Carter County has one of the lowest property tax rates in the state of Kentucky.

While that's probably a good thing if you are a property owner, it means the county has had a hard time meeting all of the county's needs.

Road improvements, pensions and benefits for county employees, and even payroll have suffered from the county's thin wallet. The county has taken action several times over the last two years to move certain employees from full- to part-time workers to help offset rising costs, and it isn't expected to get any better, judge executive Mike Malone explained.

“Pension costs will raise from $250,000 in 2015 to $1.6 million in the next five years,” he said.

Though no one likes to hear the word “tax,” he said, he believes the county doesn't have any other option.

It was for this reason, he explained, that the court introduced a new one percent occupational tax during a special session last Wednesday.

The new tax, when passed, will require “every person or business entity engaged in any trade, occupation, or profession, or other activity for profit... to complete and execute the questionnaire prescribed by the Occupational Tax Office.”

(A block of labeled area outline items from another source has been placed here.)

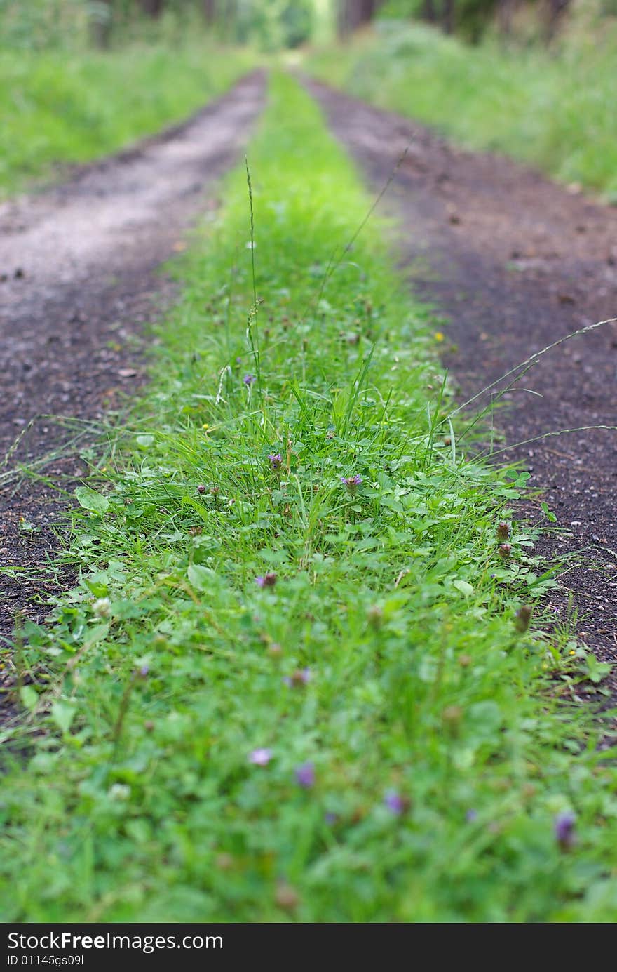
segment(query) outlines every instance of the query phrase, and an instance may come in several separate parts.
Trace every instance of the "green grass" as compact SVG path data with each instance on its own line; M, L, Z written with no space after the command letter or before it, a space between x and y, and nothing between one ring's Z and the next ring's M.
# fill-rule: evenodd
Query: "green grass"
M79 583L23 629L5 920L611 920L575 702L605 670L517 631L548 582L524 525L497 551L526 477L465 459L386 227L342 252L370 200L288 78L249 158L256 246L240 166L78 493Z
M318 77L437 125L462 145L504 152L617 198L617 29L565 46L468 47L421 25L316 52Z
M180 122L254 63L203 37L174 50L0 52L0 197Z

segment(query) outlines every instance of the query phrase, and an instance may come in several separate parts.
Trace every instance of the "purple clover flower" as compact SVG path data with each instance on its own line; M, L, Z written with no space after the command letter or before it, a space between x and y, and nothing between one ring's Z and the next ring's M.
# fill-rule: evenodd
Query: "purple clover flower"
M362 477L356 473L355 476L341 476L341 482L343 486L346 486L350 493L354 494L360 484L362 481Z
M315 785L315 767L312 763L302 763L295 767L295 781L298 786L310 789Z
M290 688L299 688L301 685L308 685L311 677L310 669L296 669L292 675L285 676L283 681L286 685L289 685Z
M249 753L248 759L254 766L267 766L272 759L272 749L254 749Z
M276 584L276 573L264 573L262 577L256 577L255 582L257 587L274 587Z
M558 814L553 824L555 840L563 850L569 850L574 844L574 823L576 817L571 811L566 810Z
M394 816L400 816L409 809L409 800L407 797L401 796L396 790L388 790L384 797L384 803Z

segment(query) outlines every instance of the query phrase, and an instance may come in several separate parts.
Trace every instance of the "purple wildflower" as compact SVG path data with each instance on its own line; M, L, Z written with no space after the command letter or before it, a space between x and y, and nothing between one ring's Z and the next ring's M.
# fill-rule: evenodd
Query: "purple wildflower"
M249 762L254 766L267 766L272 759L272 749L254 749L249 753Z
M514 627L522 635L525 634L531 620L532 608L529 605L523 605L514 615Z
M501 520L497 523L497 539L501 542L510 538L510 524L506 523L505 520Z
M315 785L315 767L312 763L302 763L295 767L295 781L304 789L310 789Z
M291 676L285 676L283 681L290 688L297 688L300 685L308 685L311 680L311 670L310 669L296 669Z
M256 577L255 582L257 587L274 587L276 584L276 573L264 573L262 577Z
M558 814L553 824L555 840L563 850L569 850L574 844L574 821L576 817L571 811L566 810Z
M362 477L359 476L358 473L355 476L341 476L343 486L347 486L347 489L352 494L356 492L361 481Z
M400 816L401 814L404 814L409 809L409 800L407 797L401 796L396 790L388 790L384 797L384 803L394 816Z

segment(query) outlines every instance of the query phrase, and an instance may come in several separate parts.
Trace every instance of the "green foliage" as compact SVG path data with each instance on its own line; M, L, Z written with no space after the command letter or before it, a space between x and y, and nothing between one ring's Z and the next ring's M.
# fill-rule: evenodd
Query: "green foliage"
M317 52L311 70L462 145L506 152L566 182L617 195L617 31L553 54L469 48L420 25Z
M252 63L204 38L70 57L3 52L0 195L49 177L54 163L86 161L181 121Z
M466 460L430 316L385 227L345 248L369 199L290 80L249 158L255 238L241 166L78 493L78 586L21 633L5 920L610 920L575 694L603 673L515 618L551 582L525 525L497 553L525 475Z

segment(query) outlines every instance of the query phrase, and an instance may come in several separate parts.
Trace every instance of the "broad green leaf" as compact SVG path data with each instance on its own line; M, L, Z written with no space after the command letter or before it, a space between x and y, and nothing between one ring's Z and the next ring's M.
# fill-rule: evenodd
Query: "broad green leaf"
M473 587L471 584L468 584L466 580L454 580L453 587L456 587L458 591L464 594L466 598L473 594Z
M25 709L31 712L34 712L39 701L39 694L35 688L32 688L32 685L22 685L19 689L19 698Z
M75 490L75 498L80 506L83 506L84 509L89 509L93 513L98 513L99 516L106 513L109 508L107 497L90 489L89 486L78 486Z
M75 717L75 706L69 702L54 702L51 706L51 718L61 732L68 732Z

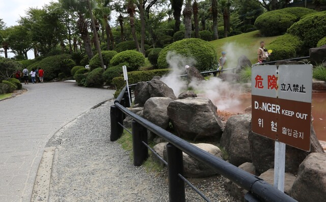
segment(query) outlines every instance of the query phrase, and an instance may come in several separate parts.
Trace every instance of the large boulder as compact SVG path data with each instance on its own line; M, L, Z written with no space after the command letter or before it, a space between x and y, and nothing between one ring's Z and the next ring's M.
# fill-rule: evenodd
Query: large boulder
M231 116L226 122L221 138L220 145L229 154L230 163L238 166L246 162L252 162L248 141L251 130L251 114Z
M310 60L315 62L322 62L326 60L326 44L318 48L312 48L309 49Z
M324 201L326 154L313 153L300 164L289 195L299 201Z
M259 173L274 167L274 140L250 131L248 136L251 159ZM310 153L323 153L323 150L311 127L310 152L306 152L287 145L285 154L285 172L296 174L299 165Z
M187 80L188 82L192 81L202 81L205 80L197 69L194 66L190 66L186 69Z
M259 178L261 178L271 185L274 184L274 169L268 169L267 171L262 173L259 176ZM295 176L291 173L285 173L284 174L284 193L287 194L293 184L295 180Z
M221 138L223 124L217 107L204 97L177 99L168 107L168 115L180 136L190 139Z
M246 66L251 66L251 62L246 55L241 55L238 58L238 64L236 65L236 73L238 73Z
M191 90L186 90L180 93L178 99L185 99L187 97L197 97L197 94Z
M143 117L163 129L169 127L168 106L173 100L170 97L151 97L144 106Z
M223 159L222 153L218 147L205 143L193 144L196 147L206 151L214 156ZM184 152L182 152L183 158L183 175L189 178L203 178L218 174L218 172L210 167L198 161ZM164 158L168 161L166 147L164 151Z

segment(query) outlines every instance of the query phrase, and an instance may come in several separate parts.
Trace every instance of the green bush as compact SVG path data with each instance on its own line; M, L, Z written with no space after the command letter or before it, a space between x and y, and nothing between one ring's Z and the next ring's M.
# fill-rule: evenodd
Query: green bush
M136 45L133 41L127 41L120 42L118 44L114 49L114 50L118 53L125 51L128 50L134 50L136 49Z
M212 33L207 30L199 31L199 38L204 41L210 41L212 40Z
M322 38L318 42L318 43L317 43L317 47L320 47L320 46L323 46L325 44L326 44L326 37Z
M111 59L110 64L112 66L116 66L123 62L128 63L127 65L128 71L134 71L145 64L145 57L139 52L127 50L115 55Z
M8 81L14 84L17 86L18 90L21 90L22 89L22 85L20 83L19 80L14 78L10 78L8 79Z
M103 62L104 65L108 68L110 60L113 56L116 55L118 53L115 51L102 51L102 57L103 58ZM101 67L101 61L100 61L98 53L96 53L94 57L90 60L90 69L91 71L98 68Z
M273 50L269 57L270 61L280 60L295 57L303 43L296 36L285 34L272 42L268 47Z
M298 37L304 42L304 48L317 46L326 33L326 13L316 13L293 24L287 32Z
M5 83L0 83L0 94L6 94L9 91L9 86Z
M80 69L76 71L74 76L76 74L83 74L85 73L88 73L89 72L90 72L89 70L88 70L86 68L83 68L83 69L80 68Z
M96 68L93 70L86 77L86 87L102 87L104 80L103 79L103 72L104 70L102 68Z
M167 62L168 52L174 52L184 57L191 57L195 59L197 61L195 66L201 72L209 70L214 64L218 63L215 48L208 42L200 39L185 39L164 48L158 55L158 68L168 67Z
M30 71L33 68L36 69L39 67L41 68L44 71L45 74L44 80L51 80L57 77L58 75L61 72L60 68L61 61L65 59L70 59L70 55L66 54L47 57L39 62L30 65L28 69ZM70 73L69 70L69 73L70 74Z
M14 90L17 89L16 85L8 81L4 80L2 81L2 83L7 84L8 86L8 90L7 92L13 92Z
M153 64L154 68L157 68L157 59L158 58L158 54L161 52L162 49L160 48L154 48L148 54L148 60Z
M70 71L70 74L71 74L71 76L73 77L76 72L77 72L77 70L80 70L81 69L85 69L85 68L84 68L83 66L75 66L73 68L72 68L72 69L71 69L71 71Z

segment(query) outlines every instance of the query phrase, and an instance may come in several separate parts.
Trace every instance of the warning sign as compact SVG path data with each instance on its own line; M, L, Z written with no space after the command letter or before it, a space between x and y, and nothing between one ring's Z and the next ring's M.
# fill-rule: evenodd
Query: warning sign
M310 151L312 80L311 65L253 67L253 132Z

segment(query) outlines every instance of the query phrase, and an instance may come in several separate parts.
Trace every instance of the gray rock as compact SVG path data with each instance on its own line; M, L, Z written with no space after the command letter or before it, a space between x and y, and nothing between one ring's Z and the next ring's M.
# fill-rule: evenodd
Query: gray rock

The new ordinance, number 835, further reads, “(t)he occupational license tax shall be measured by 1% of: all wages and compensation paid or payable in the county for work done or services performed or rendered in the county by every resident and nonresident who is an employee,” and “the net profit from business conducted in the county by a resident or nonresident business entity.”

The new tax will also apply to “partnerships, corporations, and all other entities where income is 'passed through' to the owners,” and will be “assessed against income before it is 'passed through' these entities.”

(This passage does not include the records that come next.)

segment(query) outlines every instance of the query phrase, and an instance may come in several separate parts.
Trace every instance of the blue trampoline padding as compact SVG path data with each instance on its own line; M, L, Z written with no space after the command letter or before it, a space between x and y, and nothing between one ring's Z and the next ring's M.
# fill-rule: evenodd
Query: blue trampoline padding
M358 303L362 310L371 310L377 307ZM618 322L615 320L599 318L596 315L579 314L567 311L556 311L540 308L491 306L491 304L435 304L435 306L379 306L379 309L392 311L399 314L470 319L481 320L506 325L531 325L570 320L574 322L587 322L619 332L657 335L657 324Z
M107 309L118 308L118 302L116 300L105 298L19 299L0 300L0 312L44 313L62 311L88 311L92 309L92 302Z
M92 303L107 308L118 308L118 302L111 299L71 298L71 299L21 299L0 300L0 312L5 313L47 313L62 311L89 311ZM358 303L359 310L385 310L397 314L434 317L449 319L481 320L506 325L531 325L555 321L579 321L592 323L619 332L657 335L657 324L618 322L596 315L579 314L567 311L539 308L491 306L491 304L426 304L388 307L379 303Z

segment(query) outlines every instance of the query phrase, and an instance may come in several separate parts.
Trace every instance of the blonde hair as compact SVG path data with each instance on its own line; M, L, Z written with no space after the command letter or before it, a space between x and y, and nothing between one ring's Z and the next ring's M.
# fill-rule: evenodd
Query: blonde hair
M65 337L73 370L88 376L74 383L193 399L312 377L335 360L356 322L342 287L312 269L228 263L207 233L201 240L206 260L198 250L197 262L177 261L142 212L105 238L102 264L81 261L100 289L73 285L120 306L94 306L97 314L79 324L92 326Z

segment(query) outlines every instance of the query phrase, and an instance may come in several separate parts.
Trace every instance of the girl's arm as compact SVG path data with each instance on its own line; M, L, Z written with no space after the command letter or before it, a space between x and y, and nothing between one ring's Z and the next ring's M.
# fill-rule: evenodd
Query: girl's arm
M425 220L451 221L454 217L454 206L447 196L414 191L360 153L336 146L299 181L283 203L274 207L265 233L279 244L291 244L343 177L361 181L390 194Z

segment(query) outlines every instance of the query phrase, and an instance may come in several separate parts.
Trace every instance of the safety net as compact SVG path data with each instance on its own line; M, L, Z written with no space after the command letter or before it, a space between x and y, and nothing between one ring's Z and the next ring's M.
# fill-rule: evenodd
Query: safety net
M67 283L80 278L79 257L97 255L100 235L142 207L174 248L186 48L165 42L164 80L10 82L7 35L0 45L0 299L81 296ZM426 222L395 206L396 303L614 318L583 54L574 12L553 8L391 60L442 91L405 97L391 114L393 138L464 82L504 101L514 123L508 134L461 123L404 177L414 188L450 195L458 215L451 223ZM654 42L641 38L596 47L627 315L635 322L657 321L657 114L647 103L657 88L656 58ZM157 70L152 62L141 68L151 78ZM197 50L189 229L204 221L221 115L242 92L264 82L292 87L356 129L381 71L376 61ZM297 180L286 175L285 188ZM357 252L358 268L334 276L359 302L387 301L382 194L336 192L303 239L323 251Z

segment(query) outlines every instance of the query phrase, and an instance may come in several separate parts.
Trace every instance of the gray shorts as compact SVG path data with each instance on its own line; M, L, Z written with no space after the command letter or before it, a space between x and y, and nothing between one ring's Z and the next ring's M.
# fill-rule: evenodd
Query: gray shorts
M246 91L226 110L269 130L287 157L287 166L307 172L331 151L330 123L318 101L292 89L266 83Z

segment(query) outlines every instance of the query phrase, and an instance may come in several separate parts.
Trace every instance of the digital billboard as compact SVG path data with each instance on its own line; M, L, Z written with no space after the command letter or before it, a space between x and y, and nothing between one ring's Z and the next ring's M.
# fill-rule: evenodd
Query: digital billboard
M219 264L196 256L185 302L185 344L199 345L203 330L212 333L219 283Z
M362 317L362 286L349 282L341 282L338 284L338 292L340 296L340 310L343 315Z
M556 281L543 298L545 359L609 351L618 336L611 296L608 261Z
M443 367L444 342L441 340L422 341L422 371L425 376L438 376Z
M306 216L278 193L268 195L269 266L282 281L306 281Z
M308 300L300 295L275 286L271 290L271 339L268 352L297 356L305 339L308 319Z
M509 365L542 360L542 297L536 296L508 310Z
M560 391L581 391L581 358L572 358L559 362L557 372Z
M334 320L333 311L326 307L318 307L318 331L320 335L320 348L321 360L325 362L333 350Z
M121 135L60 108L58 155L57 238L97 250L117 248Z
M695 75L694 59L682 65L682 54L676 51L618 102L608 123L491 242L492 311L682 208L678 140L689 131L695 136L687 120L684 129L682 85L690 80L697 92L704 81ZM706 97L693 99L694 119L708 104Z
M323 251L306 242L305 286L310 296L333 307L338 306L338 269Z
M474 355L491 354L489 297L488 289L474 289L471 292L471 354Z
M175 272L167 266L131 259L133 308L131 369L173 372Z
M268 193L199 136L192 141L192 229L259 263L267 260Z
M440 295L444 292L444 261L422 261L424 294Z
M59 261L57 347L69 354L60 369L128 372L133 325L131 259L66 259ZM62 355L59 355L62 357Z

The tax does not apply to banks and trusts, compensation received by National Guard training, precinct workers for election training or work, those issued a license to manufacture or traffic in alcoholic beverages, insurance companies, profits from investment funds, domestic services, or those engaged in agriculture who employ fewer than five full-time employees. It also doesn't apply to compensation from renting or leasing of residential units or funds received under the tobacco transition payment program.

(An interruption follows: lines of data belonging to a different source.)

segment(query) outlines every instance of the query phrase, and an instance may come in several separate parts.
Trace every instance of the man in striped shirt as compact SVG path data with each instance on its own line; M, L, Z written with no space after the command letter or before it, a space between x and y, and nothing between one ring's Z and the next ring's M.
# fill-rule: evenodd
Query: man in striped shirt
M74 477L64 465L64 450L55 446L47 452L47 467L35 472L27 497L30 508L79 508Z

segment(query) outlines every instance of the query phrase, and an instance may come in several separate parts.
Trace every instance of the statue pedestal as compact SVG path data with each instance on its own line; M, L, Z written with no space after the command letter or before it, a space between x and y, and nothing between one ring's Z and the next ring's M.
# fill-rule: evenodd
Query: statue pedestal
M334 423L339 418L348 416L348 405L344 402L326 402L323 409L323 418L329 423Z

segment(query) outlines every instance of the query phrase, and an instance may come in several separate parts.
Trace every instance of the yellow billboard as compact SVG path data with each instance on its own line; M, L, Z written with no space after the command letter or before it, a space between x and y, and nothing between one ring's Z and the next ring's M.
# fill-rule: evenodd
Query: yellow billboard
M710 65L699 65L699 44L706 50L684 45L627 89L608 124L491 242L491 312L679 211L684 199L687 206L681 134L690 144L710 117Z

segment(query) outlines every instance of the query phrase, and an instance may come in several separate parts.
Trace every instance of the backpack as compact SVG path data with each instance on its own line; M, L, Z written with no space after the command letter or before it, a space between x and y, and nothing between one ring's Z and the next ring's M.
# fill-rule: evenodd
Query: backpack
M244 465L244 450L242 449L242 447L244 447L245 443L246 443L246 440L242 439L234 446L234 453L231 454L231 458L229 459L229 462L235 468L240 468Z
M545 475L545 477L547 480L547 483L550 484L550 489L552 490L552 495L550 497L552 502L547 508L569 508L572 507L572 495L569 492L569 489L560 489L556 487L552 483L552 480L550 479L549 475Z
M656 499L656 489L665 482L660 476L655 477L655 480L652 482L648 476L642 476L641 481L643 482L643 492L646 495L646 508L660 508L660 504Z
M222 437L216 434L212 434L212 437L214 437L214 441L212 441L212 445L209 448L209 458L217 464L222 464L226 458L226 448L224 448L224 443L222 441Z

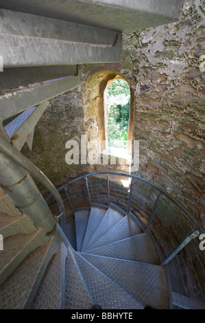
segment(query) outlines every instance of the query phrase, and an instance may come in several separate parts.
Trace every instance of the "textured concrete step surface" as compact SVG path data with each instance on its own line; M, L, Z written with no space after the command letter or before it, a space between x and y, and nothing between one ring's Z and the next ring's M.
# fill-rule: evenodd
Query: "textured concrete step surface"
M88 309L93 304L93 300L73 252L69 248L66 262L65 309Z
M50 260L32 309L64 308L65 261L67 248L61 244L57 254Z
M100 222L95 234L88 243L86 249L92 248L92 245L95 241L108 232L109 230L119 222L123 218L123 215L121 212L114 208L110 207L101 219L101 221Z
M89 219L89 210L77 211L75 212L75 236L77 250L81 251L87 224Z
M83 256L141 304L169 308L167 276L162 266L86 254Z
M47 265L59 243L51 238L31 252L0 287L1 309L31 308Z
M75 225L74 217L69 218L66 221L65 235L68 238L73 248L76 250L76 234L75 234Z
M142 233L142 230L130 215L124 216L108 232L92 244L91 248L95 249L103 245L130 238ZM87 248L86 251L88 250Z
M143 305L99 271L80 254L75 253L75 256L95 304L100 305L102 309L143 309Z
M6 238L3 241L3 250L1 251L0 285L30 252L48 240L42 229L30 234L18 234Z
M93 235L95 234L106 212L106 209L96 206L93 206L91 208L86 232L82 247L82 251L85 250L86 248L86 246L88 245Z
M36 230L32 221L25 214L10 216L5 213L0 214L0 234L3 238L18 233L28 234Z
M93 249L87 253L127 260L160 264L150 236L145 233Z

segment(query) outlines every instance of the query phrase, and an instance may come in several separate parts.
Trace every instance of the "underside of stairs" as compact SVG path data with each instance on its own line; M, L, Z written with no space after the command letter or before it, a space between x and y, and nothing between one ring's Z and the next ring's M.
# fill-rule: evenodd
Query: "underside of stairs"
M67 219L66 234L67 246L37 229L5 239L1 309L169 309L165 268L132 215L93 205Z

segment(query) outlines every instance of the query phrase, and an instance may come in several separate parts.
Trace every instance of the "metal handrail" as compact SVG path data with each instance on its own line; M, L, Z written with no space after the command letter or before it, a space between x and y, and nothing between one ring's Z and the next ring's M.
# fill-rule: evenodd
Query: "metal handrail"
M110 178L110 175L114 176ZM126 177L129 182L128 187L122 188L121 185L117 184L119 179L116 181L115 176ZM91 177L95 177L95 179ZM89 178L91 179L88 180ZM78 181L81 181L80 183L77 183ZM143 185L140 185L140 182ZM102 206L106 209L110 206L123 212L124 216L130 214L139 225L142 232L150 235L159 256L159 263L166 269L169 289L170 293L171 291L171 306L179 304L180 307L186 300L186 302L191 302L189 306L192 308L195 306L195 303L193 304L193 300L197 300L197 307L199 306L198 301L205 300L203 285L200 285L204 275L202 255L200 254L200 248L198 251L195 249L197 243L195 238L205 232L205 230L189 211L167 192L134 175L103 171L74 179L58 189L58 191L61 190L66 190L67 196L69 192L69 203L73 214L77 210L90 210L92 206ZM149 199L146 197L145 202L143 201L144 190L146 195L148 194L150 197ZM119 194L119 192L122 193ZM48 197L46 201L51 196ZM165 197L173 205L168 206L165 203ZM53 200L51 202L53 205ZM143 208L138 203L142 203ZM55 207L55 205L53 206ZM181 212L178 212L178 210ZM178 223L178 219L181 221ZM184 221L184 219L187 221ZM193 260L190 259L192 258ZM197 291L192 289L192 278L189 275L186 276L183 270L187 258L189 260L186 264L189 269L191 271L192 269L193 274L195 274L193 279L199 284ZM199 271L200 267L202 271ZM178 283L178 281L180 284Z
M169 194L167 192L158 186L157 185L154 184L154 183L152 183L149 181L147 181L146 179L144 179L141 177L139 177L136 175L134 175L132 174L126 174L123 172L91 172L89 174L87 174L86 175L81 176L80 177L77 177L77 179L73 179L70 182L63 185L60 188L58 188L58 191L59 192L62 189L67 188L69 186L71 186L73 183L82 179L86 179L91 176L96 176L99 175L115 175L115 176L122 176L125 177L130 177L133 179L136 179L137 181L141 181L143 183L145 183L145 184L148 185L149 186L151 186L156 190L157 190L160 193L162 194L165 195L166 197L167 197L170 201L171 201L186 216L186 218L189 220L189 221L192 223L192 225L195 227L195 229L199 232L200 234L202 234L204 232L205 229L199 223L196 219L193 217L193 216L191 214L191 213L182 205L181 204L180 202L179 202L175 197L171 196L170 194ZM48 201L51 197L52 197L52 194L49 195L47 199L45 199L45 201ZM149 225L150 223L149 223Z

Malone said that in addition to meeting the county's needs for funding road improvements, the new tax was “the only practical way to pay the ever-increasing pension costs, make our sheriff's office a fully functional law enforcement body, and provide for a reserve fund that can be used for disasters and calamities.”

Sheriff Jeff May, who has come to the court multiple times explaining that he is losing staff to other communities because of the low pay of his deputies, told the court, “This has been a long time coming.”

Magistrate Brandon Burton, fifth district, said he “thought the (budget) was low when he came in (to office),” but that he has watched it progressively worsen since then.

Malone noted that the drop in the Kentucky gasoline tax has had a huge impact on the county's budget. In 2015, he said, the county lost $400,000. Over the last five years, he said, that loss has grown to $2,000,000, and “it never came back.”

“We have pinched pennies, cut back everywhere we could, all while the costs have gone up on everything we need,” Malone said.

For example, he noted, asphalt needed for road paving and repair has raised from $68 per ton in 2014 to $95 a ton or more this year.

The county has also experienced several weather related natural disasters, the least of which costs $500,000 and the priciest over $1,500,000 each year. While they can be reimbursed up to 80 percent of that costs in FEMA approved emergencies, those funds take time to be returned to the county, and they need the money up front before they can be reimbursed.

People are often angry about the slow response time in fixing things like slips and flooding damage, or road improvements, he said, adding, “I don't blame the people for being angry.”

Malone said while he knows a new tax won't necessarily be popular, he hopes the county understands the necessity of it, and that they will see real improvements coming from the extra funds the county collects.

“Since this fiscal court has been in office, we have searched for a way to provide what the county wants, expects, and often angrily demands,” he said. “Our only other alternative is to ignore the problems, present and future, and do nothing. There are no grants to help. No windfalls or large sacks of cash to drop into our lap. If we want better than what we have, it has to be paid for.”

Malone said that because road improvements and repairs are among the most requested, he would like for the court to set a plan for claycreting or paving roads, up to three years out, so that people can know where the money is going and see when it will benefit them.

The court will hold another special session on Oct. 18 at 6:30 p.m., where they expect to hear any citizen concerns and either pass or table the new tax ordinance. Malone is hopeful that the county will understand and that the ordinance will be passed.

“(This will) give us the money to do a whole lot more than we could before,” he said.